Attaching so much state support to performance also can make any political quarreling over how to measure performance “extremely vicious,” he said. Moreover, he added, “the higher the stakes, the greater the temptation” for institutions to manipulate the numbers by which they are judged. He recommended that states instead tie no more than 20 per cent of public-college budgets to performance.
National experts cite the experience of Texas to show the difficulty of trying to put a significant share of public-college budgets behind specified performance standards. In 1993, the Legislature there was poised to enact a performance-based budgeting system to distribute 5 per cent of the state’s higher-education funds. But when the plan was revised to double the share of the budget affected, to 10 per cent, the consensus behind it crumbled. The proposal died in committee and has never been revived.
Most of the performance-based budgeting policies affect less than 5 per cent of the higher-education budgets -- most or all of it new money. Those policies aim to reward change that either helps to fulfill the institutions’ missions or to address the states’ priorities.

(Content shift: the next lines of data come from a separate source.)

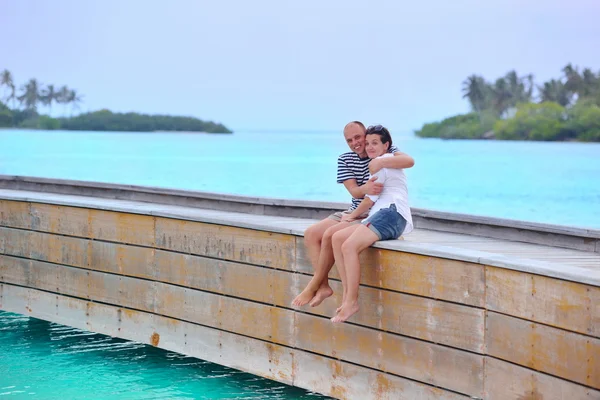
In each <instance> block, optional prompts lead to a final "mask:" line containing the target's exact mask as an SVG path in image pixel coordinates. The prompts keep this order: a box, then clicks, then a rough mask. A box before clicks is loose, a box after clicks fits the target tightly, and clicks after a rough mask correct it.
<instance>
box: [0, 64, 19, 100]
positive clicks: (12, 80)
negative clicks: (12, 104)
mask: <svg viewBox="0 0 600 400" xmlns="http://www.w3.org/2000/svg"><path fill="white" fill-rule="evenodd" d="M0 85H2V86H6V87H7V88H8V90H10V93H9V94H8V95H7V96H6V97H5V98H4V101H6V102H7V103H8V102H9V101H11V100H12V101H13V108H14V106H15V104H14V102H15V100H16V96H15V89H16V88H15V83H14V81H13V77H12V74H11V73H10V71H9V70H7V69H5V70H4V71H2V73H0Z"/></svg>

Arkansas this month distributed $5-million of its $454-million higher-education budget using a performance-based budgeting system approved by the legislature last year. That amount was sufficient to “stimulate a lot of campus discussion of how to change,” said Ed Crowe, senior associate director of the state Department of Higher Education. A public college in Arkansas can earn more state money if it retains more freshmen, produces more graduates who pass licensure exams, holds down administrative costs, increases faculty productivity, or makes its staff more diverse.
Both Florida and Ohio began to use performance-based budgeting this spring to distribute a small portion of their community-college budgets, a task that their legislatures viewed as easier to undertake than trying to measure and reward the performance of four-year institutions. Ohio has allocated $1.5-million in new money to reward community colleges, generally for keeping fees low, offering a wide array of programs in various areas, or working with businesses or other groups to develop training programs.

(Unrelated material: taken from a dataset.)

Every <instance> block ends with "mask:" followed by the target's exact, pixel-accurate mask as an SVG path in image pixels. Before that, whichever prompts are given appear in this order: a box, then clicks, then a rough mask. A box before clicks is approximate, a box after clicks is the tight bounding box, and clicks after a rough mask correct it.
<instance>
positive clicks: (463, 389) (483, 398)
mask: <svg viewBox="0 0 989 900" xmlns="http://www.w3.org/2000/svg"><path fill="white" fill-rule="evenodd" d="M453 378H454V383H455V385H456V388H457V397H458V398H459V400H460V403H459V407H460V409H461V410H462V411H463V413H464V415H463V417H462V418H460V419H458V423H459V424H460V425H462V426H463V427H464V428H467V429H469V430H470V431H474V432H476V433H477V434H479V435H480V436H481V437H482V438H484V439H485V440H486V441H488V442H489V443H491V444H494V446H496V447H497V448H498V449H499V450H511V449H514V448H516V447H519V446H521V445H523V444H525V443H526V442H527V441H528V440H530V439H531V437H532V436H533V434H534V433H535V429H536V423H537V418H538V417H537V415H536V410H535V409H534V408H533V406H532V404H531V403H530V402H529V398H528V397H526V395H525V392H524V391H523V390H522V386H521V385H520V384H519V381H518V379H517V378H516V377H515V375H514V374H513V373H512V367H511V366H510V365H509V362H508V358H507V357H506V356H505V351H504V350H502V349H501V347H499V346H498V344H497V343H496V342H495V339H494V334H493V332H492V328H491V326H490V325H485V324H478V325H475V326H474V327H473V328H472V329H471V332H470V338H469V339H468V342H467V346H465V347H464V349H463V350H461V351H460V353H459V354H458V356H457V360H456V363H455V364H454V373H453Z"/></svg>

Many of the states interested in performance-based budgeting for higher education are in the South. Observers of higher-education finance say this is an outgrowth of the region’s leadership in the education-accountability movement, as well as of the fact that many Southern states already have compiled exhaustive data on public colleges as part of desegregation agreements. The Southern Regional Education Board also has pushed the process along; it held a conference on performance-based budgeting for member states in March.
Tennessee has used a performance-based formula since the early 1980s to determine a small portion -- no more than 5 per cent -- of its base budget for each public college. John K. Folger, who was executive director of the Tennessee Higher Education Commission when the process got under way, said the state had made the budgeting approach more palatable to the public colleges by applying it only to new money, and not using it to cut their funds. Most of the states that have tried performance-based budgeting use this approach.
Like most states that have adopted similar mechanisms, Tennessee has refined how it measures performance. It has provoked opposition from public colleges when the criteria were viewed as unfair or overly complicated.
But Kala M. Stroup, the commissioner of Missouri’s Higher Education Coordinating Board, said public colleges there had come to appreciate the performance-based system put in place in 1994.
“It builds into the system an expectation that everyone in higher education assesses their students and assesses their progress,” she said. “The system learns what is effective, and what is not effective.”